Supreme Court of Pennsylvania
Nov 26, 1975
465 Pa. 82 (Pa. 1975)


Argued January 16, 1975.

Decided November 26, 1975.

Appeal from the Court of Common Pleas, Northampton County, at No. 435, October Term, 1970, Carleton T. Woodring, J.

Victor F. Cavacini, Snyder, Doll Schantz, Allentown, for appellants.

George A. Hahalis, Bethlehem, for appellee, Ann Miller.

John D. DiGiacomo, Teel, Stettz, Shimer DiGiacomo, Easton, for appellee, Bell Telephone Co. of Pa.



This appeal arises from an Action in Trespass brought by Mrs. Ann Miller on behalf of her deceased husband for personal injuries sustained by him during his lifetime. The defendants in that action, Checker Yellow Cab Company of Bethlehem, Inc., Central Motoramp Garage Company, Inc., and Paul Pacheco, appellants herein, joined the Bell Telephone Company of Pennsylvania as an additional defendant. The matter proceeded to trial before a jury and a verdict was returned in favor of Miller and against the appellants and Bell Telephone Company of Pennsylvania in the sum of $11,860.55. Thereafter, the trial court entered an order granting a judgment n. o. v. to Bell Telephone Company of Pennsylvania and denied appellants' post-trial motions. The Superior Court affirmed per curiam. We granted allocatur to review the propriety of the grant of judgment n. o. v. in favor of Bell Telephone Company of Pennsylvania. For the reasons that follow, we now vacate the order entering the judgment n. o. v. and remand the cause to the trial court for entry of a judgment on the verdict.

Mr. Earl Miller died subsequent to the accident from causes not related thereto. Mrs. Miller and Bell Telephone Company are appellees in this action.

In considering a motion for judgment n. o. v., the evidence together with all reasonable inferences therefrom is considered in the light most favorable to the verdict winner. Collins v. Hand, 431 Pa. 378, 246 A.2d 398 (1968); Allison v. Snelling Snelling, Inc., 425 Pa. 519, 229 A.2d 861 (1967).

The appellee, Mrs. Miller, presented evidence to establish that a telephone wire extended across High Street in the 800 block from a pole on the southwest corner of High Spruce Streets to the Cancer Society Building on the northeast corner of High Union Streets in the City of Bethlehem, Northampton County, Pennsylvania. The telephone wire was not of uniform height but was lower at the Cancer Building than at the service pole.

On January 23, 1970, the elevated stack of a passing tractor trailer caught the wire and ripped it loose from the Cancer Building. The unmoored end fell to the ground as the slackened wire lay draped across the other service wires.

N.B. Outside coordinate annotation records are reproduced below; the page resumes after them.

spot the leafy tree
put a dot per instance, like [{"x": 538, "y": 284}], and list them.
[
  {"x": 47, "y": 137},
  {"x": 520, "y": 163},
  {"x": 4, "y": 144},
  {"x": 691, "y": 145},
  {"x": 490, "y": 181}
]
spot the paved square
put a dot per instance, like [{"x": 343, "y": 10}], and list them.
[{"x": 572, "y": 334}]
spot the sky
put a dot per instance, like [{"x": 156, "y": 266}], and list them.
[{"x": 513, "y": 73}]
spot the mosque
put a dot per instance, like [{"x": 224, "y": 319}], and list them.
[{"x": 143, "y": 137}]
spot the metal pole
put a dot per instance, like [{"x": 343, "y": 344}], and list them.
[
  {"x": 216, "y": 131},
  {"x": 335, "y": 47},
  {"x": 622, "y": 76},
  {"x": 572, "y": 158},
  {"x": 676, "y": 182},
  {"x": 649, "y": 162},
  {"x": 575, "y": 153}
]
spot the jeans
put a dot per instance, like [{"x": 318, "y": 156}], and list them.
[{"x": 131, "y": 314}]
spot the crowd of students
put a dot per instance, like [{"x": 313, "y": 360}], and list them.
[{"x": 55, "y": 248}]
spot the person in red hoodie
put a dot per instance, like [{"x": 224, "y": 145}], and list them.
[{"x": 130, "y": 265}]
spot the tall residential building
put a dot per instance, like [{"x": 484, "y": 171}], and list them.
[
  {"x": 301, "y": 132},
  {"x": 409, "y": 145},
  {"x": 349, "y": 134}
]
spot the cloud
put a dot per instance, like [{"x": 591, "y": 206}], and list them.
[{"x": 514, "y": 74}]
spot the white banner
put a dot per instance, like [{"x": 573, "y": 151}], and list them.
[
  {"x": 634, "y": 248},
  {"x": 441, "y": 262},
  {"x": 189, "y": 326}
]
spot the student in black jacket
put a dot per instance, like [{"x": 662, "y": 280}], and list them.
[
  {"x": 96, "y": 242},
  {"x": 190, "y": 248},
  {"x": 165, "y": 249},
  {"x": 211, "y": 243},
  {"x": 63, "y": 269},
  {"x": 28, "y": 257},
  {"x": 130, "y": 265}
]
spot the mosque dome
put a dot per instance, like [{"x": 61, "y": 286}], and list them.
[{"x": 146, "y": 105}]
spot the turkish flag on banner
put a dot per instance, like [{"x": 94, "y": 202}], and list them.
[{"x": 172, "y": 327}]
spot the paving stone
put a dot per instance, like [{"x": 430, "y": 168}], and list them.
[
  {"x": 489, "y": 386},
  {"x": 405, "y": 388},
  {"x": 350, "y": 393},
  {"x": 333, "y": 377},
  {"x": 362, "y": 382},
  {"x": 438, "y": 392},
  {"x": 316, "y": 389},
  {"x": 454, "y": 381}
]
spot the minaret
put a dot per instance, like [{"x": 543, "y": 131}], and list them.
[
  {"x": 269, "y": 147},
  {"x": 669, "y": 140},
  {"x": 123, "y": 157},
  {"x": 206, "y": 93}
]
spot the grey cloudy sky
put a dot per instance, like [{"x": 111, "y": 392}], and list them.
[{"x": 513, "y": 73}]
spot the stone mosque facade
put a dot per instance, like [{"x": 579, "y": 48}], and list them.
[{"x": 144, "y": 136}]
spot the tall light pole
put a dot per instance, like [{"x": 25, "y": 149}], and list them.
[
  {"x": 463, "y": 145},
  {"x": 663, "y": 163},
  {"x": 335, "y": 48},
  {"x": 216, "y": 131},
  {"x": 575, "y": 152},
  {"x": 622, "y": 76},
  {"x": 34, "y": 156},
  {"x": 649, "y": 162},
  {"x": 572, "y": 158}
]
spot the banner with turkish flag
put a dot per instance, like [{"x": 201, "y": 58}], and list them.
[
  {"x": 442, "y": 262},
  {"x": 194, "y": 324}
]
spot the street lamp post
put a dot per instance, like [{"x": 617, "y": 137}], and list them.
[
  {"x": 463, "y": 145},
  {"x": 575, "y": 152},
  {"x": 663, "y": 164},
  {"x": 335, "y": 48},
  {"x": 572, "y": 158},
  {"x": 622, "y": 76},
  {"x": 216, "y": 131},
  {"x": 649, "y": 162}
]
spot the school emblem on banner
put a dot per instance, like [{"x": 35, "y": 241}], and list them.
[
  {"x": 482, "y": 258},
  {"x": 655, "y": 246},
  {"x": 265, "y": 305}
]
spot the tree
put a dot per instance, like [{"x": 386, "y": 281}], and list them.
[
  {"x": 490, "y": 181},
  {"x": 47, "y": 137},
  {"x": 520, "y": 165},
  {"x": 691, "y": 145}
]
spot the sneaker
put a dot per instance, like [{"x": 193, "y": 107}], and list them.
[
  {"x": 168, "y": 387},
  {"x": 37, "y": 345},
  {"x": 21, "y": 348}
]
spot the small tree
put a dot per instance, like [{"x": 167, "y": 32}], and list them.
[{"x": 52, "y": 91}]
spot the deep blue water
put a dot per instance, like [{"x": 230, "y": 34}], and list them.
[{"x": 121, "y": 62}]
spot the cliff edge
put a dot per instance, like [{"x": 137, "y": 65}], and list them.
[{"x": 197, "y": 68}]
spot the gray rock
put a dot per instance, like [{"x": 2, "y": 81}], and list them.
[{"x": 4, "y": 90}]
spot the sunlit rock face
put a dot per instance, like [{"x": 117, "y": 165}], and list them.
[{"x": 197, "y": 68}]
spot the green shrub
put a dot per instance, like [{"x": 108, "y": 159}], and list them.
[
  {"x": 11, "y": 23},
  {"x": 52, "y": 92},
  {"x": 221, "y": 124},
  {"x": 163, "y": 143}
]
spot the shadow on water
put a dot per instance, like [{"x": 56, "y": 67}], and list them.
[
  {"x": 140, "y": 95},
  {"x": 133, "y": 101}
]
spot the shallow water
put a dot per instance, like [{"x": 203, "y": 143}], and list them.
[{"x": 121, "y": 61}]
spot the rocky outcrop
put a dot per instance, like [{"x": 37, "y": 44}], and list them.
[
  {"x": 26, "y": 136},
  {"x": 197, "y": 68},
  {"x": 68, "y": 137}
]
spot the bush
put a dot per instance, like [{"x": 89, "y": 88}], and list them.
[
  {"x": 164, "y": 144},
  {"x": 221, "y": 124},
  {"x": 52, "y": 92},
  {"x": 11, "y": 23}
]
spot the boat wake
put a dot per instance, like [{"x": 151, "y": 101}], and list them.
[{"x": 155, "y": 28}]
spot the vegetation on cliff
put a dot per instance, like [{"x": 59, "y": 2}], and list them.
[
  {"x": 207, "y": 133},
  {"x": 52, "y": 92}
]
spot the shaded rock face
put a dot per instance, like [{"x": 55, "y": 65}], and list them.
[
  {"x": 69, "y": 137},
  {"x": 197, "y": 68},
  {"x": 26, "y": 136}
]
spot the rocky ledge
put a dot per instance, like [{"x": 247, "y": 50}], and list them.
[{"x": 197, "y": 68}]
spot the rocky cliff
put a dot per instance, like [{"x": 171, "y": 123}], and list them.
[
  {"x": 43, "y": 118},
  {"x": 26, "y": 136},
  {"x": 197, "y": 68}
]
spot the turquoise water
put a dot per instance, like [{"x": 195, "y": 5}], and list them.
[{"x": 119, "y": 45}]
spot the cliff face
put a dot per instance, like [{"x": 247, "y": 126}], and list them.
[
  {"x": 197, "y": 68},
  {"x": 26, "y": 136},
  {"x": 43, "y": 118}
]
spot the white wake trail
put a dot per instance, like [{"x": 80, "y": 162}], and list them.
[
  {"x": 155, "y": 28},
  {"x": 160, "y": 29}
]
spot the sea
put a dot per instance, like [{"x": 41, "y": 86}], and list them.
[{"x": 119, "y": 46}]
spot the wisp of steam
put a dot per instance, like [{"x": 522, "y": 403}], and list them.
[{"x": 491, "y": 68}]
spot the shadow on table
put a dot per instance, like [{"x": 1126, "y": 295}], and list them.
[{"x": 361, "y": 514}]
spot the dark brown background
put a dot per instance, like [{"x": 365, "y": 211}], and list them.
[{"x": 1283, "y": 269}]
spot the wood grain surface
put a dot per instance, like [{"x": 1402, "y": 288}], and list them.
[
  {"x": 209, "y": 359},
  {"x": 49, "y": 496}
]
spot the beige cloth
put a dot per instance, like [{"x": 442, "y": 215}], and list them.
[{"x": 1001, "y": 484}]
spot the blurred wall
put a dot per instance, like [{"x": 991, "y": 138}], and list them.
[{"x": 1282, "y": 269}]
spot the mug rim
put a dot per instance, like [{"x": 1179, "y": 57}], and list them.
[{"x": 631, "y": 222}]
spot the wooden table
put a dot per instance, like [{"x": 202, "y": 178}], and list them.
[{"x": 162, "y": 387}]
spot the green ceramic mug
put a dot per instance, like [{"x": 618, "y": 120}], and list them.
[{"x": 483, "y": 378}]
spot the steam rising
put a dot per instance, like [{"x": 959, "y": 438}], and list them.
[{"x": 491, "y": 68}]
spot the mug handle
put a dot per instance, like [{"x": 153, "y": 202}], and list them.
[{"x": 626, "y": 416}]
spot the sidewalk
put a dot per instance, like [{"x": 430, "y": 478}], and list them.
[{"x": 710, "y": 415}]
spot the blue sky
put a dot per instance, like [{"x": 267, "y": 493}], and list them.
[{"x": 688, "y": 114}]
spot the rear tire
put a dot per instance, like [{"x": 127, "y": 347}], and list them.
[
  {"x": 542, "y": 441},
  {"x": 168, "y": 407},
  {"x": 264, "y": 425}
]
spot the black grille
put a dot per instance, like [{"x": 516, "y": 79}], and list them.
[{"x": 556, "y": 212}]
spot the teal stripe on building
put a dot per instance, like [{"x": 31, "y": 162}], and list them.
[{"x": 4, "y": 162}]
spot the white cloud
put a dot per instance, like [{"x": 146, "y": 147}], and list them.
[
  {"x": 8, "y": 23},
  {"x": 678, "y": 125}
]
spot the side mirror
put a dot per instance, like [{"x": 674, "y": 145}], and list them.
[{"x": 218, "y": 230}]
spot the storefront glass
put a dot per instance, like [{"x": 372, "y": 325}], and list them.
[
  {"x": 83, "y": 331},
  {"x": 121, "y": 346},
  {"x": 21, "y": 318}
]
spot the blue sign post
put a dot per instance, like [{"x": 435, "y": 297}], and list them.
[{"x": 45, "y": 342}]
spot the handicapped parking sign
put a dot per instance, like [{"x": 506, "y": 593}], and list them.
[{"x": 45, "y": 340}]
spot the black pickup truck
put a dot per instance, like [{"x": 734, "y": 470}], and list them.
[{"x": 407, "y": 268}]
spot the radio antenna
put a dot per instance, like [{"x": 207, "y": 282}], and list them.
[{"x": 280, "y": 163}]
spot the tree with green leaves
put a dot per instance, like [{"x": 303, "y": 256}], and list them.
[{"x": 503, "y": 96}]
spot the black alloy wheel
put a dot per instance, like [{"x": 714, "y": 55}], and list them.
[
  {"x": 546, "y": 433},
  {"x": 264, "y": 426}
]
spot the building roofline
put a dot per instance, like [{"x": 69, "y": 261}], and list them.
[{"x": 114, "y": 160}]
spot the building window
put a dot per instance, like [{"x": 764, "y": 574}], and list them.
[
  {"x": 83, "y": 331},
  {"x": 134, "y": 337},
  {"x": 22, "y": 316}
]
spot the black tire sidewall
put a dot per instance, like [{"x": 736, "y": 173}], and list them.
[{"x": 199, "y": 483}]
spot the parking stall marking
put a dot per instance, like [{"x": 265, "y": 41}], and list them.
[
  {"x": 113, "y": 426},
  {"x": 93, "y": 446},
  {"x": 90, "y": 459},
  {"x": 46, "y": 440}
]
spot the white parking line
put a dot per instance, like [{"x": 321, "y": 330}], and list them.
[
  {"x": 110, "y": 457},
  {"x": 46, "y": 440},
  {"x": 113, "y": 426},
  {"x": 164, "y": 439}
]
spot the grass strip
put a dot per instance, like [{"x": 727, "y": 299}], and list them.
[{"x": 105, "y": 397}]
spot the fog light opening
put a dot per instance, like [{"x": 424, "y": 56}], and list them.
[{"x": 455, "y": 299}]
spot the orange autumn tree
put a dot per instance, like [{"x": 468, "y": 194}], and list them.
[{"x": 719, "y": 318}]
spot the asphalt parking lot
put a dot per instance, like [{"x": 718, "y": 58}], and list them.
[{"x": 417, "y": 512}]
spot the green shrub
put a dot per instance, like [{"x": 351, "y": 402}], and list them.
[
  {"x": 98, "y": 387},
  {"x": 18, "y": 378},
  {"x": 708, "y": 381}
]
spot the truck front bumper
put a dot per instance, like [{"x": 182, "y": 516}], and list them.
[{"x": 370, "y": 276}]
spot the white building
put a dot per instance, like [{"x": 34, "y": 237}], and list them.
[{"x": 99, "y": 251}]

At approximately 2:00 P.M. that same afternoon, Mr. Miller, who resided on the east side of the 800 block of High Street, attempted to remove the fallen line from the path of his parked automobile by coiling the wire in loops. Due to the obstruction, two vehicles had come to a stop in the middle of the roadway. However, a third vehicle, a taxicab operated by appellant Pacheco, veered around the other cars and did not halt until the wire was resting on the hood of the cab. Mr. Miller motioned for Pacheco to back up and called the instruction to him several times. The cab driver failed to comply but rather moved forward several car lengths. The wire which had now become entangled around Miller's feet was pulled taut, flipping him into the air and causing him to fall on his head. After the accident, it was asertained that the wire was still lying across the hood of the taxi, stuck in the windshield wiper.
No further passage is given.